Le talent des solitaires
Chose importante que nous découvrons de pages en pages, c’est la solitude des protagonistes. Les deux vivent seuls, abandonnés des êtres aimés, soit par la mort, soit par la séparation. Cette rencontre est alors la rencontre de deux êtes isolés. La stupeur de l’écrivain Pierre-Marie Sotto, ayant remporté le prix Goncourt en 2005,  sera de découvrir le talent d’écriture de sa correspondante, lui faisant même remarquer que la plupart des gens d’exception vivent dans l’anonymat le plus complet. Effectivement, la verve d’Adeline nous surprend, et on prend plus de plaisir à la lire, qu’à le lire. Sa simplicité jouera énormément dans cette danse, cette valse, qui nous fait dévorer le livre. Leur amitié vous surprendra. Leur humour toujours intact après les années qui malmènent vous fera rire.

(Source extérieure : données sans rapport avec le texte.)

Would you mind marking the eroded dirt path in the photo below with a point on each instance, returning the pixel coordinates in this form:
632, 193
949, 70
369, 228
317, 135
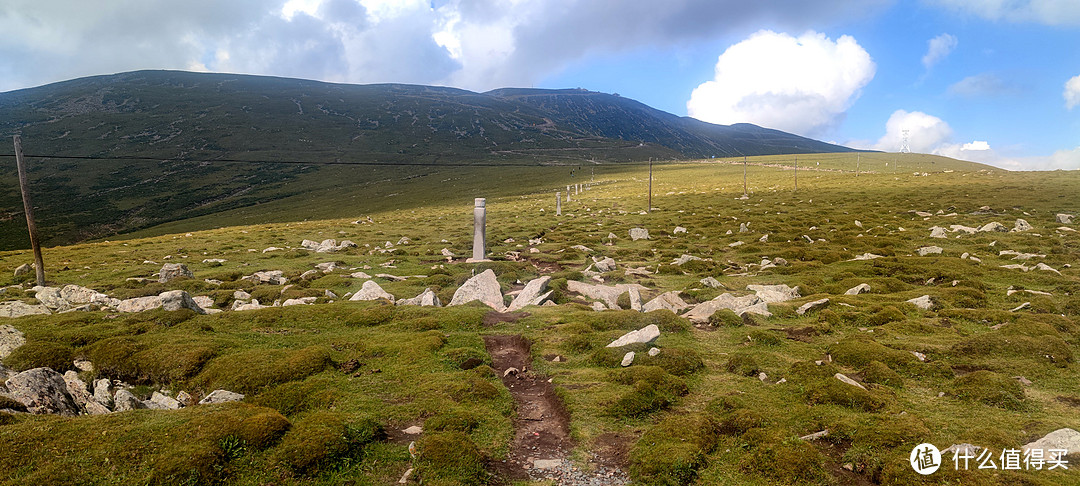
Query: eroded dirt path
542, 427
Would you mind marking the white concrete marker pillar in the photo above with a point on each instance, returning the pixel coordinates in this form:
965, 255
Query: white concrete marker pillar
480, 229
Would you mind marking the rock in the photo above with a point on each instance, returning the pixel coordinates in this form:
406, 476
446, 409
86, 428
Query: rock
861, 288
124, 401
711, 282
850, 381
686, 258
427, 298
173, 300
995, 226
42, 391
270, 277
771, 294
530, 295
635, 299
1061, 439
604, 266
929, 251
220, 396
170, 271
669, 300
372, 291
925, 302
18, 309
483, 287
645, 335
1022, 226
814, 306
10, 339
164, 402
103, 393
77, 388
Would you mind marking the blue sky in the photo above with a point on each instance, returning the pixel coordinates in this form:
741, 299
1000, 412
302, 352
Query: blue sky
994, 81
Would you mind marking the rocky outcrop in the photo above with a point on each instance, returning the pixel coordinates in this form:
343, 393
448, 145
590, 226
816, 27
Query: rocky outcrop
483, 287
531, 295
42, 391
170, 271
372, 291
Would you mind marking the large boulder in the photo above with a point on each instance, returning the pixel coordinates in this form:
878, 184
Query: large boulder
483, 287
531, 295
427, 298
170, 271
10, 339
645, 335
42, 391
669, 300
372, 291
772, 294
18, 309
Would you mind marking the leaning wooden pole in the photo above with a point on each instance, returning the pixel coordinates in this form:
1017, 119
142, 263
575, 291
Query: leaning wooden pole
28, 208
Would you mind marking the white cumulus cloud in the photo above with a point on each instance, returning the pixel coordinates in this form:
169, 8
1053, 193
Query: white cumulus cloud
939, 49
1072, 93
801, 84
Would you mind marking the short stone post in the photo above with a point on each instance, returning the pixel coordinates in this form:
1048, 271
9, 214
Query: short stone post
480, 229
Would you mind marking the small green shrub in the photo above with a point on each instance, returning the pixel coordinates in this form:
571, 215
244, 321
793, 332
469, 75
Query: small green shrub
449, 458
989, 388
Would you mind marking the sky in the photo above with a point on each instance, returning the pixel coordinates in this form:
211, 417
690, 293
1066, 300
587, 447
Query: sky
991, 81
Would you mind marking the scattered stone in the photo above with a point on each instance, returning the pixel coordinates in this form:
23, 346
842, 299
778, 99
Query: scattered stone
42, 391
771, 294
220, 396
1061, 439
711, 282
925, 302
929, 251
814, 306
645, 335
427, 298
1022, 226
483, 287
995, 227
10, 340
850, 381
170, 271
861, 288
124, 401
372, 291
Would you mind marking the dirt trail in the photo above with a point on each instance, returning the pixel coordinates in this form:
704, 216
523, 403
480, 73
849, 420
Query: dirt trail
542, 427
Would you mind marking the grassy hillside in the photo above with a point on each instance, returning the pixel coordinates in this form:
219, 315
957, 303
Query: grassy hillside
165, 146
698, 413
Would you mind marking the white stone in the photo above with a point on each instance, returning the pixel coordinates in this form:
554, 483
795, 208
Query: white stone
645, 335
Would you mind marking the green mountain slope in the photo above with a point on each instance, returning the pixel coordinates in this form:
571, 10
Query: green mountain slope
184, 126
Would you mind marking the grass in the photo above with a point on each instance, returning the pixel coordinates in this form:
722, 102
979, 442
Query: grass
697, 413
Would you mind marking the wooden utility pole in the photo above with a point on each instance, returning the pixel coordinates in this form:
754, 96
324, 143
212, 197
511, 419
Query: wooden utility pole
649, 210
744, 176
28, 208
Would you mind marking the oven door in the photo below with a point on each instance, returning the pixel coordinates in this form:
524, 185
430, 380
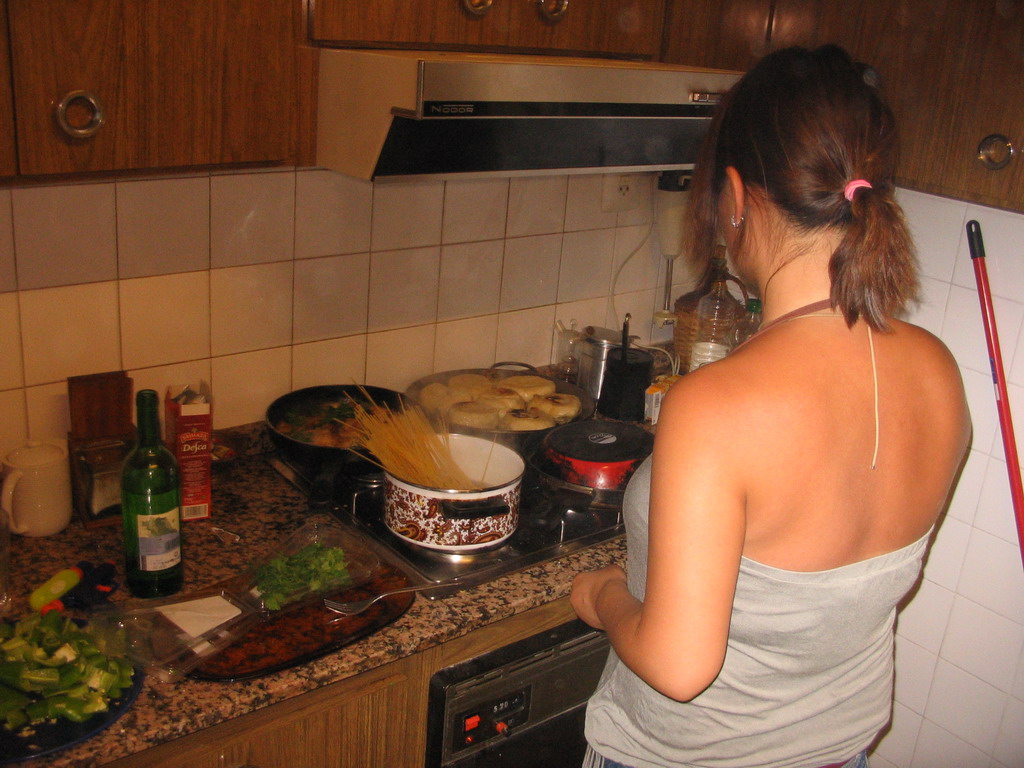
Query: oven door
520, 706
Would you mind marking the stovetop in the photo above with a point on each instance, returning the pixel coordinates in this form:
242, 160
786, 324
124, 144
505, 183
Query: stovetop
553, 522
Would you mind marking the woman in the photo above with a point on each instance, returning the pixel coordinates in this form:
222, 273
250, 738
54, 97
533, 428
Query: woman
794, 484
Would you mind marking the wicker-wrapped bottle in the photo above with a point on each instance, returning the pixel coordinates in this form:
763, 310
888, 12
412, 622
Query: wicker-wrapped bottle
685, 330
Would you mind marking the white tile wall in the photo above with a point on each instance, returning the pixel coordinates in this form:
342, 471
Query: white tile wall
281, 293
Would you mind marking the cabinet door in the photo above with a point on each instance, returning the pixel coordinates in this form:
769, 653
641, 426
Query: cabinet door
720, 34
388, 22
951, 73
373, 728
8, 165
987, 98
180, 82
625, 28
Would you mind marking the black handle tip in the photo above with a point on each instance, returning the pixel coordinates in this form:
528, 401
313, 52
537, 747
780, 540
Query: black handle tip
974, 240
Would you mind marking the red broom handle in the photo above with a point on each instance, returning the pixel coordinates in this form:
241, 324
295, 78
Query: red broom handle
977, 247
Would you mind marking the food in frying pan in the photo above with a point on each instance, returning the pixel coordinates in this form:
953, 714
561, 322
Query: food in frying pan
515, 403
470, 414
328, 423
527, 386
526, 420
501, 399
474, 383
561, 408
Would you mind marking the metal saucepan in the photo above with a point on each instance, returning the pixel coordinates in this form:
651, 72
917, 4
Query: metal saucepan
513, 439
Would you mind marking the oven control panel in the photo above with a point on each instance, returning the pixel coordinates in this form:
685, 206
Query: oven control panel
489, 719
514, 699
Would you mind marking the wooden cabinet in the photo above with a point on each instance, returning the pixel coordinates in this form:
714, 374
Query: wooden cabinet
720, 34
8, 164
620, 28
377, 719
179, 83
951, 72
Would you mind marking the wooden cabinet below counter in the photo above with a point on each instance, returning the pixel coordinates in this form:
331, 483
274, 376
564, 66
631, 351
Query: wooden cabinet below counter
105, 85
619, 28
377, 719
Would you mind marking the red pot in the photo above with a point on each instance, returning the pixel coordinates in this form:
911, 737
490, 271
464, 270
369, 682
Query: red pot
597, 454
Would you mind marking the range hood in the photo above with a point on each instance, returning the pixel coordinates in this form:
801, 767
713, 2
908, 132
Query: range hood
385, 115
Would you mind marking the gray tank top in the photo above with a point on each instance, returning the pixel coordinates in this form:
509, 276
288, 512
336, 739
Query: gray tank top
808, 673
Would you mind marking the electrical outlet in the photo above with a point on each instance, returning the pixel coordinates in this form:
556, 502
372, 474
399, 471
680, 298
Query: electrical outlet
621, 193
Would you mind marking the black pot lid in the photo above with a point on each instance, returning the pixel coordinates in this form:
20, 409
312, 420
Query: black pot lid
600, 441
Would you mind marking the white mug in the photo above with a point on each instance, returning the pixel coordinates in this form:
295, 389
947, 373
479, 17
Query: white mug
36, 493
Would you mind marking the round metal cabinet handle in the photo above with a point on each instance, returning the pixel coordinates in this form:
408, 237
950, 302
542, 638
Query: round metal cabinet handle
555, 13
995, 152
477, 7
95, 120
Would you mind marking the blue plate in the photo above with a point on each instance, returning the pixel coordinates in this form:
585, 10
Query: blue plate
46, 738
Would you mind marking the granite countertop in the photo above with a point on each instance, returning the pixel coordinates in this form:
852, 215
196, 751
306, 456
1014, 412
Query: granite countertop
251, 500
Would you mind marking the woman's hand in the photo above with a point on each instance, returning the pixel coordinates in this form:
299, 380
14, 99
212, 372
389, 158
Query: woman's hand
586, 589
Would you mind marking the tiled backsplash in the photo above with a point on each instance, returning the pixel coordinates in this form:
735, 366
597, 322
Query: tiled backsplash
265, 282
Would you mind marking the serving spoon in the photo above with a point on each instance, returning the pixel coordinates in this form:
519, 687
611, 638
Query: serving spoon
357, 606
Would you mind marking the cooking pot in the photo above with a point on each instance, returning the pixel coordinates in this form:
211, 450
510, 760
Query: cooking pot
497, 373
460, 520
596, 454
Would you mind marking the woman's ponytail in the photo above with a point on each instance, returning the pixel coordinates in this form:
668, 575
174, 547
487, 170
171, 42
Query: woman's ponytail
809, 131
872, 270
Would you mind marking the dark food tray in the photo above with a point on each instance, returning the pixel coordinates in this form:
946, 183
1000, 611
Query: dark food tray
292, 637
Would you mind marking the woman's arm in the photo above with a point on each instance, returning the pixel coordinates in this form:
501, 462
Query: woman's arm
676, 639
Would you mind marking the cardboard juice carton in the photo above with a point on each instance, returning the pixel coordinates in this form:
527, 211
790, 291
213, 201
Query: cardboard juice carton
188, 434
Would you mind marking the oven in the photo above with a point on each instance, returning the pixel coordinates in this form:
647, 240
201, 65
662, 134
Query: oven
522, 705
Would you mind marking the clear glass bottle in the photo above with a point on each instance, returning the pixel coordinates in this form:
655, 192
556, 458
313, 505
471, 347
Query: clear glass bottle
718, 313
151, 509
685, 330
749, 324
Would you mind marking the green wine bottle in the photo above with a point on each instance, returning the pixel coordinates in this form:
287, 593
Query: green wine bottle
151, 509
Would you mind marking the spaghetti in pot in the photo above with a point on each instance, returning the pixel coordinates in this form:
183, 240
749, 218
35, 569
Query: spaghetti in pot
404, 444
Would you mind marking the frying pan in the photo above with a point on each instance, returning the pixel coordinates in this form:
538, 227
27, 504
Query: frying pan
308, 400
497, 373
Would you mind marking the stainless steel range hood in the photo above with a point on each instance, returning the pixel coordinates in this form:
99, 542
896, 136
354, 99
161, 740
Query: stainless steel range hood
420, 114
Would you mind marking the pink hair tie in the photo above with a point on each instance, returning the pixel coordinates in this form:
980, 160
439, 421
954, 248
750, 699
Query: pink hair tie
852, 186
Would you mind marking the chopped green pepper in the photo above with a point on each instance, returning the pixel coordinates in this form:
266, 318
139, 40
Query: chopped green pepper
51, 669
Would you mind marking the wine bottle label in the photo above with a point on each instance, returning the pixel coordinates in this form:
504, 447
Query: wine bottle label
159, 540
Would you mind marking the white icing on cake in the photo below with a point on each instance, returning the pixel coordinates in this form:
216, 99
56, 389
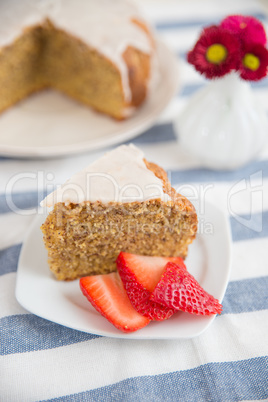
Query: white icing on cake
119, 176
104, 25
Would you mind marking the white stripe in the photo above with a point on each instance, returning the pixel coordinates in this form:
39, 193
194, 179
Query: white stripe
228, 338
170, 10
247, 262
8, 302
13, 228
249, 259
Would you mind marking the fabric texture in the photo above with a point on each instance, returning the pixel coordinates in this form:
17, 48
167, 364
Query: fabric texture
44, 361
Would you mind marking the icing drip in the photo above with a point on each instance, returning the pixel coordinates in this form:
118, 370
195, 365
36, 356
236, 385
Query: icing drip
119, 176
104, 25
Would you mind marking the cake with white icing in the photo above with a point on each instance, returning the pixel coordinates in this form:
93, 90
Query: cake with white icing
98, 52
121, 202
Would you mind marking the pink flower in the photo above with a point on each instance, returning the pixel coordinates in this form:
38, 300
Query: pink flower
216, 53
254, 62
249, 29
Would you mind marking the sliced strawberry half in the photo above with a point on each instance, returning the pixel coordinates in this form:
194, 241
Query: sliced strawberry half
140, 275
179, 290
107, 294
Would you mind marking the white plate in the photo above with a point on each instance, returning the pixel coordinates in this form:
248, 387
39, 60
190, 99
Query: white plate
209, 260
49, 124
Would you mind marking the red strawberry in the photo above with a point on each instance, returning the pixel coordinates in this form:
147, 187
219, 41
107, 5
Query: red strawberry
140, 275
107, 294
179, 290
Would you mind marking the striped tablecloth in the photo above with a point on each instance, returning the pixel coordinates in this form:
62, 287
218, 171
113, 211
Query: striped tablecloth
41, 360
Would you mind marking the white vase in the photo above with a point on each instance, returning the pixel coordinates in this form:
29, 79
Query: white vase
223, 126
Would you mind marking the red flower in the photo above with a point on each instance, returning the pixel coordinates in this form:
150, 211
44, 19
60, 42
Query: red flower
249, 29
254, 62
216, 53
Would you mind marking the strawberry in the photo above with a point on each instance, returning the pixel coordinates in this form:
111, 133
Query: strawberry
107, 294
178, 289
140, 275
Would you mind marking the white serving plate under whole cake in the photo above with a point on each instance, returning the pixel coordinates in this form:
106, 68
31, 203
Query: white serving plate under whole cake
49, 124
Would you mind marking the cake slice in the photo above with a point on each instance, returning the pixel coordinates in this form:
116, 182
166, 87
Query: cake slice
121, 202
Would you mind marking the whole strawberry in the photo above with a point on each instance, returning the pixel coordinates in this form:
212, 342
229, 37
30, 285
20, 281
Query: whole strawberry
179, 290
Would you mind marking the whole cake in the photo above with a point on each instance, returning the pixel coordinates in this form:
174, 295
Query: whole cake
121, 202
98, 52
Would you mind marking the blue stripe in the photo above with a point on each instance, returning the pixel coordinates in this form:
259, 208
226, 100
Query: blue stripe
227, 381
28, 200
28, 333
190, 89
158, 133
9, 259
247, 227
206, 175
19, 201
246, 296
182, 24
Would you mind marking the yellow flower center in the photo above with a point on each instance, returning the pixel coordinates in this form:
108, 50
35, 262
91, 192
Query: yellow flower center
251, 61
216, 53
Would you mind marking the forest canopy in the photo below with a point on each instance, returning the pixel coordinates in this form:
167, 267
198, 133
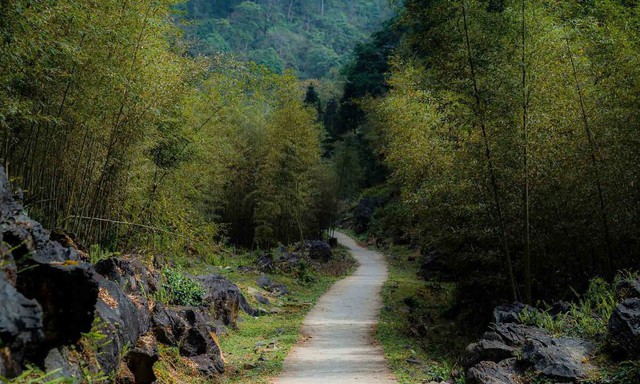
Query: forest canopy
314, 38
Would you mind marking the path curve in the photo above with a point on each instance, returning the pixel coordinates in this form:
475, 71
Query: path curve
340, 346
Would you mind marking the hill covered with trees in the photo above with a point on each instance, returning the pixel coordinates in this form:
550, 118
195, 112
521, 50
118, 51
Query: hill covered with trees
314, 38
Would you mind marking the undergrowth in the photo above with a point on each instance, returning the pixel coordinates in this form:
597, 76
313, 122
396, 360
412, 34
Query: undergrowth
587, 318
178, 289
420, 343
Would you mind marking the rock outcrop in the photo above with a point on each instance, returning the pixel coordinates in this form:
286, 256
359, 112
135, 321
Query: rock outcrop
510, 348
624, 324
71, 318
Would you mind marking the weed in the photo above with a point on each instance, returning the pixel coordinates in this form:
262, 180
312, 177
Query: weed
178, 289
97, 254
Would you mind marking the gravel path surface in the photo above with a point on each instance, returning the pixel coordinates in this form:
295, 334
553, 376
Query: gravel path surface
340, 346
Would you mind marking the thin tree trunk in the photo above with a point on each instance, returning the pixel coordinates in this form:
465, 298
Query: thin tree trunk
594, 161
487, 147
525, 131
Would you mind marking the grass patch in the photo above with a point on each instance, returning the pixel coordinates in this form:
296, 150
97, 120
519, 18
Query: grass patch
419, 342
255, 351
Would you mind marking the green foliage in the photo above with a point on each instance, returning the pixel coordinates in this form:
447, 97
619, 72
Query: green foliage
33, 375
588, 318
312, 38
114, 133
98, 253
178, 289
480, 111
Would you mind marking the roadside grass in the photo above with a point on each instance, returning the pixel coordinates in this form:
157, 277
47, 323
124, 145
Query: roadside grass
254, 352
419, 342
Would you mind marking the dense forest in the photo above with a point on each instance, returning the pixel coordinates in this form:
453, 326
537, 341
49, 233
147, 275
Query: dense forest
509, 130
314, 38
107, 122
494, 141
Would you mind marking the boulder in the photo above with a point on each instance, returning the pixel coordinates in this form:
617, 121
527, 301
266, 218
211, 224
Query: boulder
119, 322
489, 372
501, 342
192, 330
20, 318
565, 359
130, 274
62, 363
225, 299
624, 327
47, 292
206, 365
555, 358
67, 293
510, 313
140, 360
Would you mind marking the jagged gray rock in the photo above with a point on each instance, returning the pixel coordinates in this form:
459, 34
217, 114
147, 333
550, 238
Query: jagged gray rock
624, 327
493, 358
489, 372
225, 299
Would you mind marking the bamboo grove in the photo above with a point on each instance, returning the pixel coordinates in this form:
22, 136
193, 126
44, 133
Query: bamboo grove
511, 128
112, 132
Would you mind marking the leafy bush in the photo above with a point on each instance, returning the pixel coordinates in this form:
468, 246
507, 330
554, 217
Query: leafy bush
178, 289
587, 318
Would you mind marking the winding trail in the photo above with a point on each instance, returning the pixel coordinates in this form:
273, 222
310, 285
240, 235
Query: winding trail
340, 347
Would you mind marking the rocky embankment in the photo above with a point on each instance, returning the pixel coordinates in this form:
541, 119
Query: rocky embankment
74, 319
511, 352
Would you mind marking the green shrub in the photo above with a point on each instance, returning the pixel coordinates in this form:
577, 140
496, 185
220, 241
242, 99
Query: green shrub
178, 289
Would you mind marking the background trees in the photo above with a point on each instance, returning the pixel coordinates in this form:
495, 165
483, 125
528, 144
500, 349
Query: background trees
314, 38
497, 109
114, 133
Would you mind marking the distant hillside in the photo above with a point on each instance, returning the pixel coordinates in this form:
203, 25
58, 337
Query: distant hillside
313, 37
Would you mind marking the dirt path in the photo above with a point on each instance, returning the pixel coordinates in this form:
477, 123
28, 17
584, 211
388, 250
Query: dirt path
341, 347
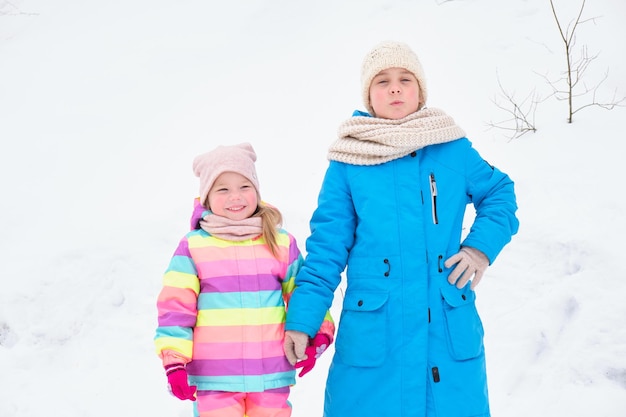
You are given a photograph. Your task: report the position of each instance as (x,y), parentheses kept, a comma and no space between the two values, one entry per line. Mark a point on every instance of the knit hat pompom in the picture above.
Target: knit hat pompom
(390,54)
(234,158)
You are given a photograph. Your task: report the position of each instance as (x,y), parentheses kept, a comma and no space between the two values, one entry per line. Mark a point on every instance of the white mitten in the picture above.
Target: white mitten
(469,262)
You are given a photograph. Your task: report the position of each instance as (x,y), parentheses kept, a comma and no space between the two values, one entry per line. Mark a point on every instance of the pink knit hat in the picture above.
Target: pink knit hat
(235,158)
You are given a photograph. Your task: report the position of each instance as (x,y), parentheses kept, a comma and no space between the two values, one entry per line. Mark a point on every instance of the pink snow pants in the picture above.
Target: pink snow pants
(270,403)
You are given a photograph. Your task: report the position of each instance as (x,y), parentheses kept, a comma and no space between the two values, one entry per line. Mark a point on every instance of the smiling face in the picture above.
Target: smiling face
(233,196)
(394,93)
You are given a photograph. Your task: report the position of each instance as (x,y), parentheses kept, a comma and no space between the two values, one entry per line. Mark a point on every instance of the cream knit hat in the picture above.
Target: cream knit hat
(236,158)
(390,54)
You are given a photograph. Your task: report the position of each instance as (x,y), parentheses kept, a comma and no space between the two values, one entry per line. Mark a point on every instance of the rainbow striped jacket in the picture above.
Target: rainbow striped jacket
(223,305)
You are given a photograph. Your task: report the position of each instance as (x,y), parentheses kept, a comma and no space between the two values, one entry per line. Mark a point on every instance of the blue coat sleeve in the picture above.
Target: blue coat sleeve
(332,235)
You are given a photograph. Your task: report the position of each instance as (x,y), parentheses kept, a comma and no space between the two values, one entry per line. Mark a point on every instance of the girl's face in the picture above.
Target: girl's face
(394,93)
(233,196)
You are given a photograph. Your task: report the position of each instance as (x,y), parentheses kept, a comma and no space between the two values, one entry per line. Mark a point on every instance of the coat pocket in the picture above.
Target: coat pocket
(361,337)
(464,329)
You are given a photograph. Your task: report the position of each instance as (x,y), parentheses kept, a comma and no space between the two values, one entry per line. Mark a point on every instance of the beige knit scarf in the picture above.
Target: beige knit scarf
(371,141)
(227,229)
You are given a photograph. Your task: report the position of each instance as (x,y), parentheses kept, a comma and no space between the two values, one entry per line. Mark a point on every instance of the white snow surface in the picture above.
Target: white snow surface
(104,104)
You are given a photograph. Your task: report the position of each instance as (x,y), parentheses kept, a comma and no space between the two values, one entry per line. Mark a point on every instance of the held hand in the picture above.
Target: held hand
(318,345)
(295,345)
(469,262)
(177,379)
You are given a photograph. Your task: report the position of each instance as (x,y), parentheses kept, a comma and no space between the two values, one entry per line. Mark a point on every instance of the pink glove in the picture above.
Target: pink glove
(295,345)
(177,379)
(318,345)
(469,262)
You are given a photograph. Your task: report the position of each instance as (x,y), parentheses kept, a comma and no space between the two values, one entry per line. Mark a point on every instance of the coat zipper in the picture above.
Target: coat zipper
(433,197)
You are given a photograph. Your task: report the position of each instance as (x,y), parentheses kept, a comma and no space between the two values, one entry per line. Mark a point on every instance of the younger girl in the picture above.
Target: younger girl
(223,304)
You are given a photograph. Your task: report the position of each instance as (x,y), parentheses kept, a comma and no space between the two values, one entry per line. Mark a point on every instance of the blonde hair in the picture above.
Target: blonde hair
(271,221)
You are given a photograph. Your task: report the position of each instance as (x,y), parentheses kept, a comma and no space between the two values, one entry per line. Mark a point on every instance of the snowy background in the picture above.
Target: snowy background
(104,105)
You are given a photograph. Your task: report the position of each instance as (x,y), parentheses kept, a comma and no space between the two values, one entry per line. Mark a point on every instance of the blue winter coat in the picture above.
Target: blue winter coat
(408,343)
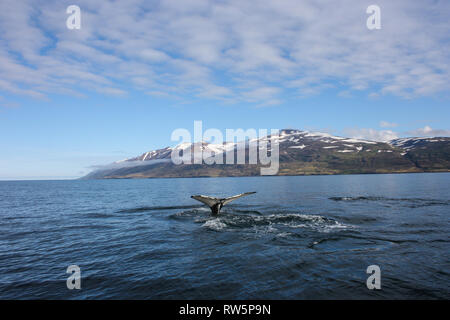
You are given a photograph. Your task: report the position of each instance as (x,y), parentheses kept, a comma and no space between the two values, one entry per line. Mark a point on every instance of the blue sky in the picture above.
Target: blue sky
(137,70)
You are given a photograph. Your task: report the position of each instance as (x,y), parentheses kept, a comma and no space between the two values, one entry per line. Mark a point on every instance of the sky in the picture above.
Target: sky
(72,99)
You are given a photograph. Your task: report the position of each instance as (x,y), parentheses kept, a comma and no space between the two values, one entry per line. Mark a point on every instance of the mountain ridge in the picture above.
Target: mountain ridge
(300,153)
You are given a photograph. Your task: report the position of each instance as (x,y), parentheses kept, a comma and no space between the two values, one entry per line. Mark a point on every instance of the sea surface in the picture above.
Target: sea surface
(306,237)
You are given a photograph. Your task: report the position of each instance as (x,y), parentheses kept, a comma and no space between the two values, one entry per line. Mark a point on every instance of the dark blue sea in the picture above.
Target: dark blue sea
(305,237)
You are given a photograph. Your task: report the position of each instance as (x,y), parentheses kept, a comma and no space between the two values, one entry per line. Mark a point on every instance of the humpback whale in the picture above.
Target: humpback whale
(215,204)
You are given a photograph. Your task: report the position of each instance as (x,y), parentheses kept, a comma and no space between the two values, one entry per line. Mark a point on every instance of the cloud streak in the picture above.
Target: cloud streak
(234,51)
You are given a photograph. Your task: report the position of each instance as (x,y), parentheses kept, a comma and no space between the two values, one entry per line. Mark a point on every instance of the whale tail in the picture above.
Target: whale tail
(215,204)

Entre profondeur et légèreté, ce roman s’inscrit parfaitement dans le style épistolaire moderne. C’est une réflexion sur notre rapport à l’écriture, mais également à notre laisser aller face à l’inconnu. Si vous êtes las des actualités morbides et des lectures plus « sérieuses », ce livre vous fera un bien fou. Gérard Collard, chroniqueur littéraire, parle de « livre médicament » et c’est vrai ! La fin est surprenante et laisse dans l’intrigue que nous avons pressenti pendant tout le roman. Celle où l’on se demande à chaque fois ce que l’on va découvrir.